39

La bomba con temporizados reforzada con clavos y chatarra, estalló a las nueve y tres minutos en el barracón de una obra, en una avenida del populoso barrio de Chubra, donde las sociedades francesas trabajaban en la construcción de una segunda línea de metro. Se produjeron una decena de muertos y una cincuentena de heridos entre los viandantes.

A la misma hora, se difundía un comunicado según el cual, los liberadores del pueblo egipcio, de acuerdo con la ley coránica, ordenaban por última vez a los extranjeros que se largaran antes de emprender acciones de mayor envergadura.

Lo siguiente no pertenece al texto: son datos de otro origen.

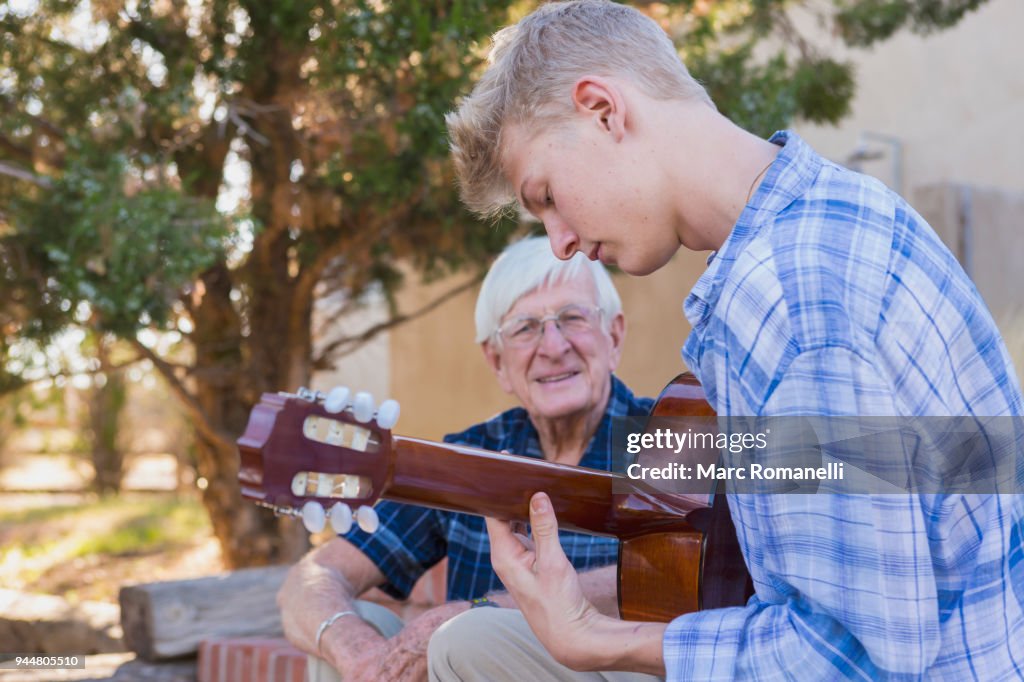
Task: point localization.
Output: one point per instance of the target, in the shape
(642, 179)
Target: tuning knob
(312, 516)
(387, 415)
(337, 399)
(363, 410)
(341, 518)
(368, 519)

Una hora más tarde, decenas de miles de fíeles se apretujaban ante las principales mezquitas de El Cairo para escuchar los discursos de los predicadores. En la mezquita de Amr Ibn el-As, el general que había introducido el Islam en Egipto, en 641, se hizo un llamamiento a la guerra santa entre un comunicativo entusiasmo; el antiguo edificio, flanqueado por tumbas en tres de sus lados y por casas en ruinas en el cuarto, sería la base de partida de una nueva conquista. Idéntico fervor inflamó a los creyentes en la mezquita de el-Hakim, restaurada por los chiítas de la India, y también la mezquita de el-Rifai, donde reposaban los cuerpos de Faruk, último rey de Egipto, y de Reza Pahlavi, último shah de Irán, cuya exhumación prometieron los más exaltados, fue el marco de un gran júbilo popular.

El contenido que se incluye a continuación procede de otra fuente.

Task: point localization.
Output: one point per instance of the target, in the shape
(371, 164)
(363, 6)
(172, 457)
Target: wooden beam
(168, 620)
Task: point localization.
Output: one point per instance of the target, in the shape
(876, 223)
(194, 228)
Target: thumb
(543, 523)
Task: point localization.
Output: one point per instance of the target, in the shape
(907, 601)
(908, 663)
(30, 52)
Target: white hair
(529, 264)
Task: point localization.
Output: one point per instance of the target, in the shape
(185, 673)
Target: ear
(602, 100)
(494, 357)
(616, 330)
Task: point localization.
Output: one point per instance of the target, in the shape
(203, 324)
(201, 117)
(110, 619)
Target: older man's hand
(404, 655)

Admirablemente ayudado por Safinaz, cuyo sentido de la organización hacía maravillas, Kabul había enviado a sus hombres a todos los lugares de culto, pequeños y grandes, mientras que manipuladores bien entrenados acondicionaban a la muchedumbre. Algunas ideas simples la entusiasmaban: Occidente y el gobierno eran la causa de todos los males, el futuro Estado islámico daría felicidad y abundancia a los verdaderos creyentes. El resultado superaba toda esperanza: cansado de miseria y corrupción, el pueblo seguiría a sus nuevos dueños.

A las once Mohamed Bokar cruzó el umbral del Vaticano del islam, al-Azhar, donde le aguardaba la flor y nata de los jeques encargados de enseñar la verdad a la nación. Su superior, un alto funcionario nombrado por el gobierno irrevocable, presidía la redacción de las fatwas, los «avisos» que tenían fuerza de ley en todo el mundo musulmán.

Ninguna revolución, ninguna toma del poder podría prescindir de la aprobación de al-Azhar: por eso Mohamed Bokar esperaba mucho de aquella cita decisiva, preparada desde hacía mucho tiempo. Vacilando entre el conservadurismo alimentado con el incesante estudio del Corán y el integrismo activo, al-Azhar «la brillante», soñaba en convertirse en la única universidad de Egipto de la que se excluyeran, definitivamente, las disciplinas profanas impuestas por el rey Fuad I y, luego, por el propio Nasser.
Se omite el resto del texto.